Undergraduate Worker Unions Are Taking Off
At colleges around the US, undergraduate workers are unionizing. The growing movement not only builds worker power on campuses but can help make university students into lifelong trade unionists.

Members and supporters of the Kenyon Student Worker Organizing Committee march on campus. (John Ortiz / K-SWOC)
Labor organizing among undergraduate student workers has taken off in the last two years. This March, student dining workers at Dartmouth unanimously won an election for union recognition, residence life workers at Wesleyan won voluntary union recognition after a card check, the Union of Grinnell Student Dining Workers filed for a union election to expand its union to cover all student workers, and student workers at Kenyon went on strike as part of a yearslong effort to win union recognition for all campus workers.

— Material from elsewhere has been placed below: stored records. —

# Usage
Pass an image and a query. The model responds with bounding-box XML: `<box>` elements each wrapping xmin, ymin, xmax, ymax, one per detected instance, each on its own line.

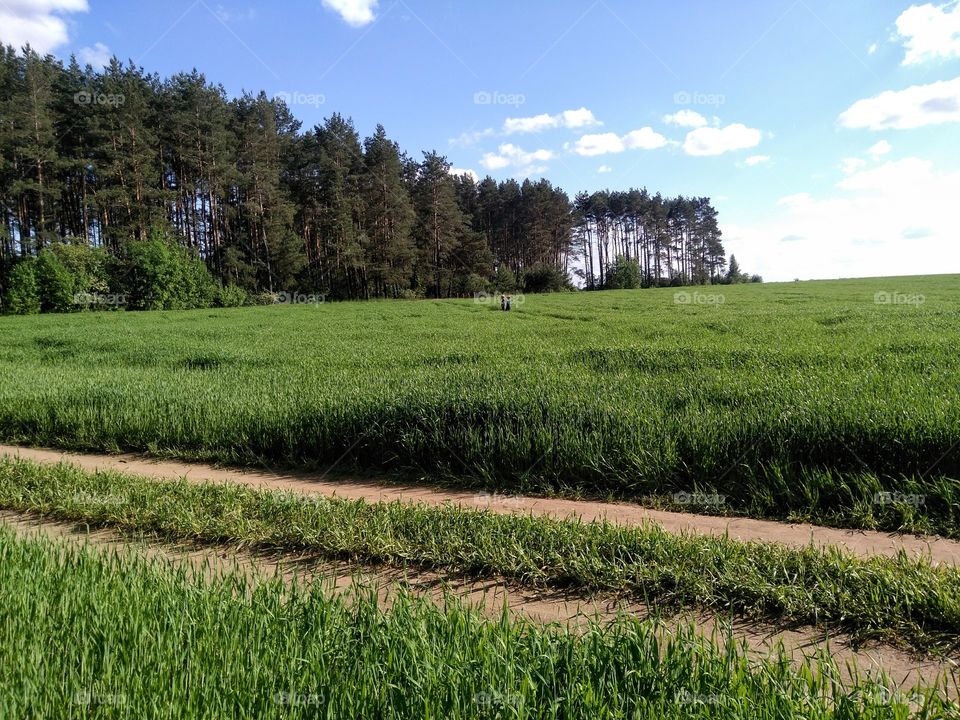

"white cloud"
<box><xmin>450</xmin><ymin>168</ymin><xmax>480</xmax><ymax>182</ymax></box>
<box><xmin>683</xmin><ymin>123</ymin><xmax>763</xmax><ymax>157</ymax></box>
<box><xmin>573</xmin><ymin>133</ymin><xmax>625</xmax><ymax>157</ymax></box>
<box><xmin>838</xmin><ymin>77</ymin><xmax>960</xmax><ymax>130</ymax></box>
<box><xmin>623</xmin><ymin>127</ymin><xmax>667</xmax><ymax>150</ymax></box>
<box><xmin>560</xmin><ymin>107</ymin><xmax>603</xmax><ymax>128</ymax></box>
<box><xmin>503</xmin><ymin>107</ymin><xmax>603</xmax><ymax>135</ymax></box>
<box><xmin>0</xmin><ymin>0</ymin><xmax>90</xmax><ymax>55</ymax></box>
<box><xmin>663</xmin><ymin>110</ymin><xmax>708</xmax><ymax>127</ymax></box>
<box><xmin>897</xmin><ymin>3</ymin><xmax>960</xmax><ymax>65</ymax></box>
<box><xmin>480</xmin><ymin>143</ymin><xmax>553</xmax><ymax>172</ymax></box>
<box><xmin>867</xmin><ymin>140</ymin><xmax>893</xmax><ymax>160</ymax></box>
<box><xmin>840</xmin><ymin>158</ymin><xmax>867</xmax><ymax>175</ymax></box>
<box><xmin>573</xmin><ymin>127</ymin><xmax>669</xmax><ymax>157</ymax></box>
<box><xmin>503</xmin><ymin>113</ymin><xmax>557</xmax><ymax>135</ymax></box>
<box><xmin>77</xmin><ymin>43</ymin><xmax>112</xmax><ymax>69</ymax></box>
<box><xmin>323</xmin><ymin>0</ymin><xmax>378</xmax><ymax>27</ymax></box>
<box><xmin>721</xmin><ymin>157</ymin><xmax>960</xmax><ymax>282</ymax></box>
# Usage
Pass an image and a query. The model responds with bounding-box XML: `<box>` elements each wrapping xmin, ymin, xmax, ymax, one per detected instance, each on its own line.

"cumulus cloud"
<box><xmin>683</xmin><ymin>123</ymin><xmax>763</xmax><ymax>157</ymax></box>
<box><xmin>663</xmin><ymin>110</ymin><xmax>708</xmax><ymax>127</ymax></box>
<box><xmin>503</xmin><ymin>107</ymin><xmax>603</xmax><ymax>135</ymax></box>
<box><xmin>323</xmin><ymin>0</ymin><xmax>378</xmax><ymax>27</ymax></box>
<box><xmin>573</xmin><ymin>133</ymin><xmax>625</xmax><ymax>157</ymax></box>
<box><xmin>896</xmin><ymin>3</ymin><xmax>960</xmax><ymax>65</ymax></box>
<box><xmin>480</xmin><ymin>143</ymin><xmax>553</xmax><ymax>172</ymax></box>
<box><xmin>77</xmin><ymin>43</ymin><xmax>112</xmax><ymax>68</ymax></box>
<box><xmin>722</xmin><ymin>157</ymin><xmax>960</xmax><ymax>282</ymax></box>
<box><xmin>838</xmin><ymin>77</ymin><xmax>960</xmax><ymax>130</ymax></box>
<box><xmin>573</xmin><ymin>127</ymin><xmax>669</xmax><ymax>157</ymax></box>
<box><xmin>0</xmin><ymin>0</ymin><xmax>90</xmax><ymax>54</ymax></box>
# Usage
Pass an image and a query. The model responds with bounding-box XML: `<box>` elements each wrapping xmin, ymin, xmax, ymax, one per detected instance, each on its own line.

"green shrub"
<box><xmin>3</xmin><ymin>258</ymin><xmax>40</xmax><ymax>315</ymax></box>
<box><xmin>606</xmin><ymin>255</ymin><xmax>643</xmax><ymax>290</ymax></box>
<box><xmin>215</xmin><ymin>285</ymin><xmax>250</xmax><ymax>307</ymax></box>
<box><xmin>118</xmin><ymin>229</ymin><xmax>217</xmax><ymax>310</ymax></box>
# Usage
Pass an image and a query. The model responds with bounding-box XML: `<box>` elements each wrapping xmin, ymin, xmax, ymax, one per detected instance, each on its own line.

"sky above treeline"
<box><xmin>0</xmin><ymin>0</ymin><xmax>960</xmax><ymax>280</ymax></box>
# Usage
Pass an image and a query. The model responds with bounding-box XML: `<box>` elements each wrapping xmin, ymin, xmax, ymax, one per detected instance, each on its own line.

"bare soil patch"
<box><xmin>0</xmin><ymin>445</ymin><xmax>960</xmax><ymax>565</ymax></box>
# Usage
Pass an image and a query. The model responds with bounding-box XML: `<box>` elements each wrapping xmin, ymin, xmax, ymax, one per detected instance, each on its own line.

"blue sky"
<box><xmin>0</xmin><ymin>0</ymin><xmax>960</xmax><ymax>280</ymax></box>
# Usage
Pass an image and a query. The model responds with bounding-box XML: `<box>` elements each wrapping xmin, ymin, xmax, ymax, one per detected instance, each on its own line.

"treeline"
<box><xmin>0</xmin><ymin>47</ymin><xmax>748</xmax><ymax>311</ymax></box>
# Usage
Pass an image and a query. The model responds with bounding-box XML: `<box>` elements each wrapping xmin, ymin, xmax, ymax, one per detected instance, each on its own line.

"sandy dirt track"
<box><xmin>0</xmin><ymin>445</ymin><xmax>960</xmax><ymax>565</ymax></box>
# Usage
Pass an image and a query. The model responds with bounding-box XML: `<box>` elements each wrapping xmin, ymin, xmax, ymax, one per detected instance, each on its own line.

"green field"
<box><xmin>0</xmin><ymin>276</ymin><xmax>960</xmax><ymax>536</ymax></box>
<box><xmin>0</xmin><ymin>527</ymin><xmax>957</xmax><ymax>720</ymax></box>
<box><xmin>0</xmin><ymin>459</ymin><xmax>960</xmax><ymax>653</ymax></box>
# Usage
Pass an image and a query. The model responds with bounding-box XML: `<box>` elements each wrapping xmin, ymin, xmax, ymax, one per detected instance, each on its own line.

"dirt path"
<box><xmin>0</xmin><ymin>445</ymin><xmax>960</xmax><ymax>565</ymax></box>
<box><xmin>0</xmin><ymin>512</ymin><xmax>960</xmax><ymax>690</ymax></box>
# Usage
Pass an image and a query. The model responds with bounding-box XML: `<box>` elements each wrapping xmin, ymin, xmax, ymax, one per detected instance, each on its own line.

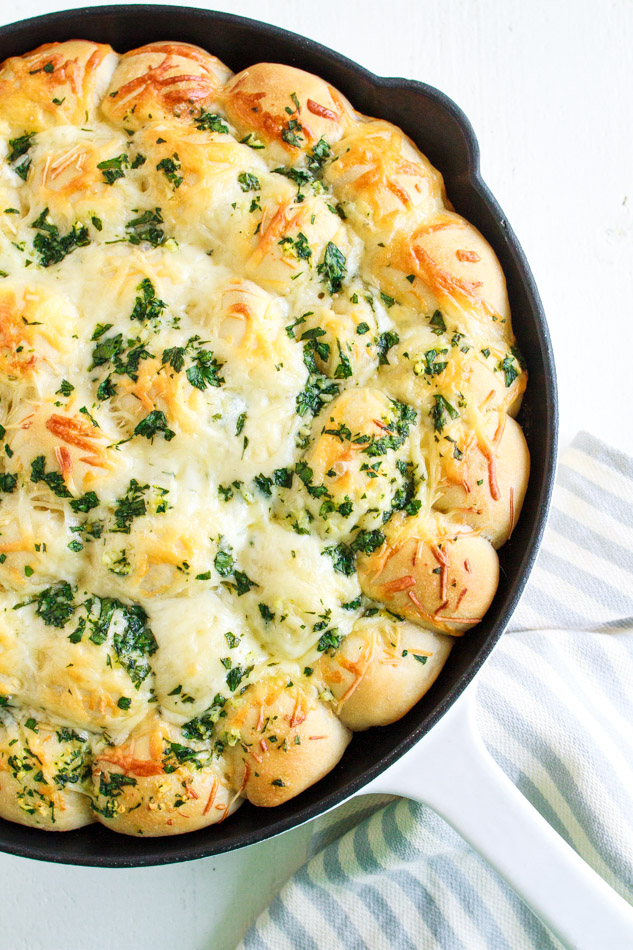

The movement of undergraduate student-worker organizing has been spurred on by the pandemic, changes at the National Labor Relations Board (NLRB) under the Biden administration, and leadership from young socialists. This new campus labor organizing can improve college accessibility for working-class students and teach students why and how to rebuild the power of organized labor.
Before the pandemic began, in the spring of 2020, there were only two undergraduate student-worker unions in the country. Residence life workers at UMass Amherst unionized in 2002, as part of the UAW, and Grinnell dining workers formed an independent union in 2016.